Italy’s right-wing coalition has just won a majority of seats―and 100% of the power―with only 44% of the vote.
Over 56% of Italian voters voted for centre or left-of-centre parties, but Italy will now be led by a right-wing coalition with a far-right Prime Minister.
Giorgia Meloni, leader of the Brothers of Italy Party and the incoming Prime Minister, told the media in 1996 that the fascist dictator Benito Mussolini “was a good politician, in that everything he did, he did for Italy.”
The consequences could be grave.
Andrea Pirro, a professor of political and social sciences at the Florence university Scuola Normale Superiore, predicts:
“The far-right Brothers of Italy and the League are the two main ideological drivers of the right-wing coalition, so we should expect an additional crackdown on migration policies and the rights of minorities (especially LGBTQI+ people), and in all likelihood further barriers to accessing abortion, when Meloni comes to power.”
James Newall, writing for the London School of Economics and Political Science warns:
“Given that the parties of the right have already revealed themselves to be keen to enact constitutional changes corrosive of individual liberties and principles of democratic accountability, suggestions that Italian democracy might be placed in danger by the outcome of the elections do not, on the evidence currently available, appear to be wholly inappropriate.”
How did the Italy’s right get all the power with 44% of the vote?
Italy’s electoral system is called a “Parallel” system.
This means that one group of seats are filled by first-past-the-post and one group of seats are filled by proportional representation.
It’s like having two parallel elections, one winner-take-all and one proportional.
A parallel system is not a proportional system.
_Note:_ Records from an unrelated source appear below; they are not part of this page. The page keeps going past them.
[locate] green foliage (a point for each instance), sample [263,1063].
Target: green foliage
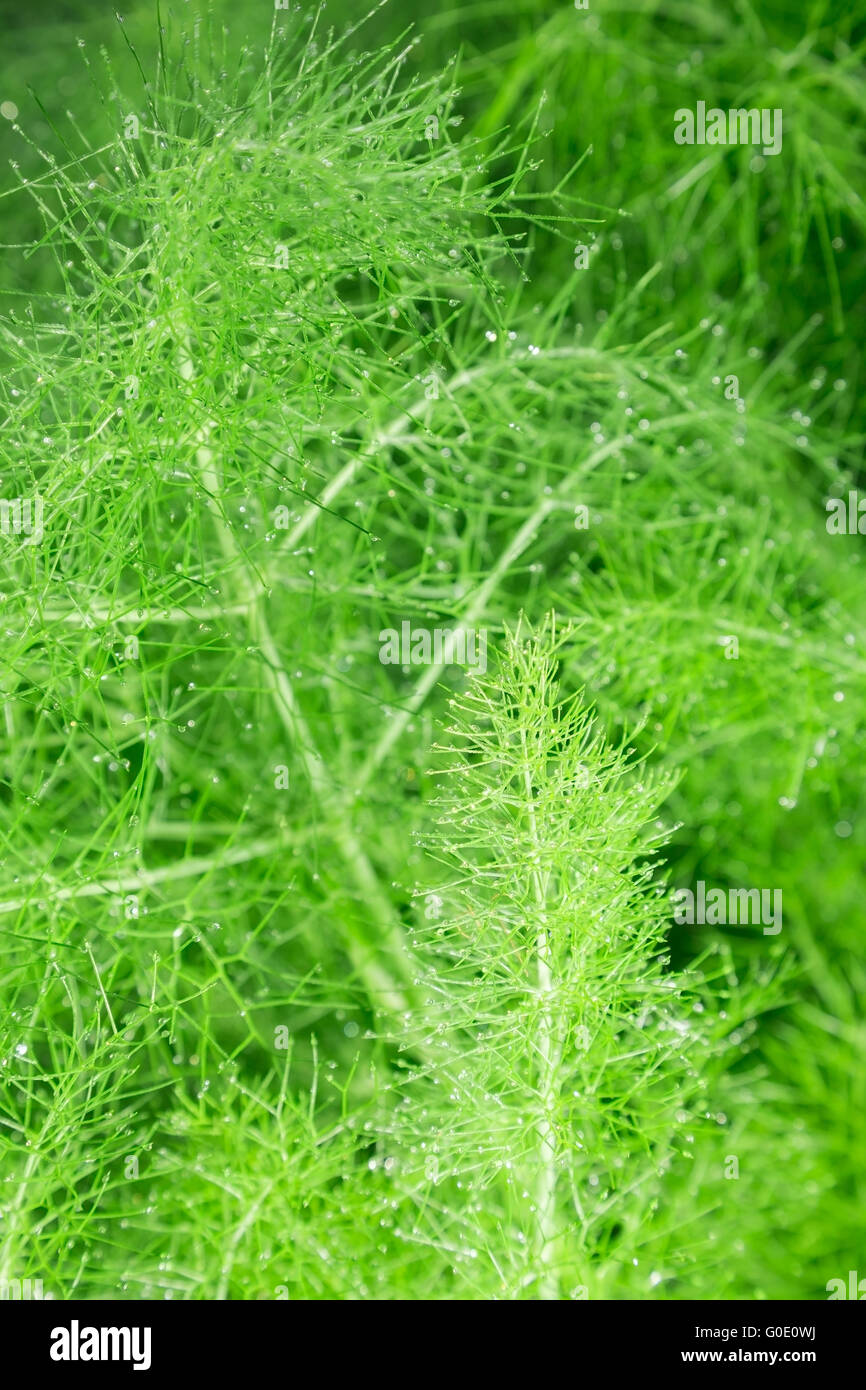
[289,366]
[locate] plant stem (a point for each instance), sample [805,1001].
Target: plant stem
[545,1187]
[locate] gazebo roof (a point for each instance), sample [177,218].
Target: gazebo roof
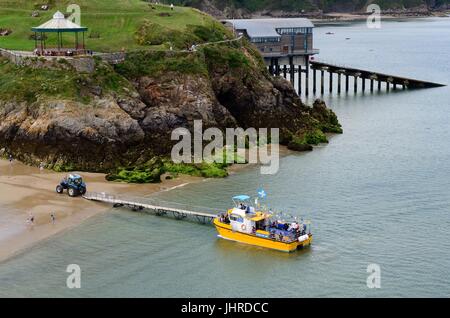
[59,24]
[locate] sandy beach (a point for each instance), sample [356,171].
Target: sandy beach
[25,190]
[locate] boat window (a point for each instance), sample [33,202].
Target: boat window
[236,218]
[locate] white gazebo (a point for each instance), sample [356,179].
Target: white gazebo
[59,25]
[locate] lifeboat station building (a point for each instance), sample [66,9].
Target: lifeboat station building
[285,44]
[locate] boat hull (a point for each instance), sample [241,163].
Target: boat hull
[227,233]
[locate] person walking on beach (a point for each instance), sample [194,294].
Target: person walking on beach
[31,220]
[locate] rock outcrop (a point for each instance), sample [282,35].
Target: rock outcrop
[124,117]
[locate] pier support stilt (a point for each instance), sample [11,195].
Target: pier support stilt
[292,70]
[314,81]
[300,80]
[331,82]
[339,83]
[307,79]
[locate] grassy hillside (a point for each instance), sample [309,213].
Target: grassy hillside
[125,24]
[309,5]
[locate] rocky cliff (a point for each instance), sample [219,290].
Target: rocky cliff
[123,115]
[287,8]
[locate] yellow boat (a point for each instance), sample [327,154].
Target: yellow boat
[246,225]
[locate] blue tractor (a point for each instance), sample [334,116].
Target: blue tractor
[74,185]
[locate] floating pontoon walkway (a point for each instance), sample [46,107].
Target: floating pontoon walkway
[139,204]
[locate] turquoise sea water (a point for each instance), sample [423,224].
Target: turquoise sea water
[379,193]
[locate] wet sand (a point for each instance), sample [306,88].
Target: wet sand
[25,190]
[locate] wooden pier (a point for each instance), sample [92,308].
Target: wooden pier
[140,204]
[362,79]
There is no mechanism in the system to make the overall results in Parliament proportional.
The right wing bloc earned the support of 43.8% of voters for the proportional seats and 43.8% of voters in the first-past-the-post seats.
43.8% of the vote gave them a whopping 83% of the first-past-the-post seats.
That’s how the right wing populist bloc captured all the power with a minority of the vote in Italy.
Winner-take-all voting is making Italy’s intractable problems worse
For years, opponents of proportional representation in Canada have perpetuated the myth that proportional representation is responsible for the frequent changes of government and corruption in Italy’s politics. It’s time to set the record straight.
In fact, the last time Italy used a proportional system was 30 years ago.
Italy’s corrupt and power-hungry politicians have been changing the system to suit themselves and shore up their own power for decades:
The last Parliament also cut the number of seats by over one third.
In a parallel system like Italy’s, cutting seats so drastically meant it became even easier for one bloc to win all the power with a minority of the vote.
Warnings from Italy and around the world
For those concerned with building a fair and resilient democracy in Canada, this election is a warning that shouldn’t be taken lightly.
Authoritarian populism is on the rise, at home and around the world.
The 2022 V-Dem report, which studies 180 countries on 71 different measures of democracy, points to a precipitous rise in autocracies across the globe over the past decade.
Their depressing conclusion is that “the last 30 years of democratic advances are now eradicated.”
No country is immune to the forces eroding democracy.
Every country has politicians who would use their power to concentrate power even more around themselves―or to roll back human rights.
How much power they can realistically achieve depends not only on their popular support, but also whether votes are translated fairly into seats.
Systems that can hand a minority of voters a majority of the seats put democracies at greater risk.
As Farbod Faraji and Lee Drutman point out in the Chicago Tribune, Viktor Orbán’s rise to power in Hungary is thanks to a large dose of “winner-take-all”. Orbán’s Fidesz party took a more proportional voting system and made it more majoritarian.
Countries like the US, Canada, the UK and Australia, who use pure winner-take-all voting systems, are at the greatest risk. In these countries, those with extreme or anti-democratic views can capture a mainstream party and ride to power with a little more than a third of voter support.
Eighty percent of Canadians―voters from all parties―support a National Citizens’ Assembly on Electoral Reform.
If we value an inclusive, resilient and forward-thinking democracy, the time to act is now.